Smythe miró el cuadradito de tela bordado que aún sostenía en una mano y lo acarició distraídamente mientras reía en voz baja.
-La reputación que le atribuyen se queda corta, señor Holmes. No tenía idea de que sus capacidades fueran tan impresionantes. Es cierto que en el pañuelo están bordadas las iniciales R.S. Pero sin duda eso no fue suficiente para revelarle que mi mujer se llama Rose, ¿verdad?
Esta vez fue mi turno de sonreir. No lo había sabido con certeza hasta que él me lo confirmó.
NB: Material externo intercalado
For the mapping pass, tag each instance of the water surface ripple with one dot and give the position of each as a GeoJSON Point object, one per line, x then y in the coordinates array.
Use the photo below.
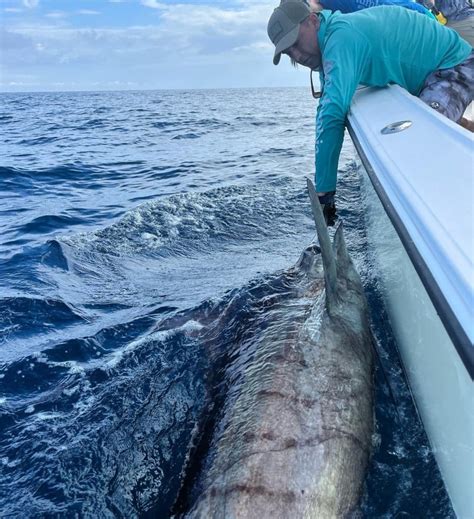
{"type": "Point", "coordinates": [142, 239]}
– No, y ahí admito que mi deducción ha sido un poco aventurada, pero pensé que valía la pena correr el riesgo. He observado a menudo que la gente que está en contacto frecuente con un determinado olor acaba siendo inmune a él. En su caso, usted no ha notado, o ha olvidado, que el pañuelo está impregnado en esencia de rosas, un aroma que he percibido con toda claridad cuando lo ha sacado del bolsillo. Eso, unido a las iniciales del pañuelo, me ha permitido aventurar la pequeña suposición de que el perfume favorito de su esposa sería el de la flor de la que toma el nombre. Como ve, nada extraordinario.
Smythe movió la cabeza.
-Quizá no sea extraordinario para usted, señor Holmes. Para mí ha sido como la luz de un relámpago en mitad de la noche. Ahora estoy convencido de que nadie más que usted podrá resolver este misterio. No tengo mucha imaginación, pero desde que tío Amos compró ese malhadado cuadro, le prometo que lo veo cambiar ante mis ojos. Mi esposa es presa de la más terrible ansiedad, y mi tío Amos está perdiendo rápidamente tanto su salud como su dinero. Todos empezamos a temer que algo maligno se ha asentado en nuestro hogar. Ocurren cosas que…
-¿Por qué no empieza por el principio, señor Smythe? Cuéntemelo todo con calma, por orden, y no omita ningún detalle, aunque le parezca trivial. Entonces le diré si estoy verdaderamente en disposición de ayudarle.
Smythe asintió, respiró hondo, y se embarcó en un relato que sonó, hasta para alguien tan poco dado a la fantasía como yo, curiosamente inquietante.